The FCA bans ex-Co-op Bank chair Paul Flowers, nicknamed the ‘Crystal Methodist’, from working in financial services
The Financial Conduct Authority (FCA) has banned ex-Co-op Bank chair ‘Crystal Methodist’ Paul Flowers (pictured) from financial services.
Flowers, a former Methodist minister, gained notoriety after he pleaded guilty to possession of crystal meth, cocaine and ketamine in 2014. The tabloids jumped on Flowers’ transgressions, nicknaming him the ‘Crystal Methodist’.
He courted further controversy when he was covertly filmed snorting cocaine in a house in 2014, in a video that the Daily Mail claims was made only a week after he was charged.
Flowers was Co-op Bank chair between 15 April 2010 and 5 June 2013, stepping down just under a year before the video emerged.
Now the FCA investigation has revealed that while he was attached to the Co-op, Flowers used his work phone to make ‘inappropriate phone calls’ to a premium rate chat line.
In addition, the FCA found that Flowers used his work email account to send and receive sexually explicit and ‘otherwise inappropriate’ messages involving illegal drugs.

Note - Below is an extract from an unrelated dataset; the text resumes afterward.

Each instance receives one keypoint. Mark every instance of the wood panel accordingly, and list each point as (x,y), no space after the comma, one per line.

The regulator was unconvinced by Flowers’ protestations that difficult personal circumstances and pressures were an ‘adequate explanation or justification’ for his behaviour and misconduct.
He has now received a lifetime ban from working within financial services.
‘Both during his time as chair and afterwards,’ reads the FCA final notice, ‘Mr Flowers has demonstrated that he lacks the fitness and propriety required to work in the financial services industry.’
It continues, ‘Any future involvement by Mr Flowers in the financial services industry risks undermining consumer and market confidence.’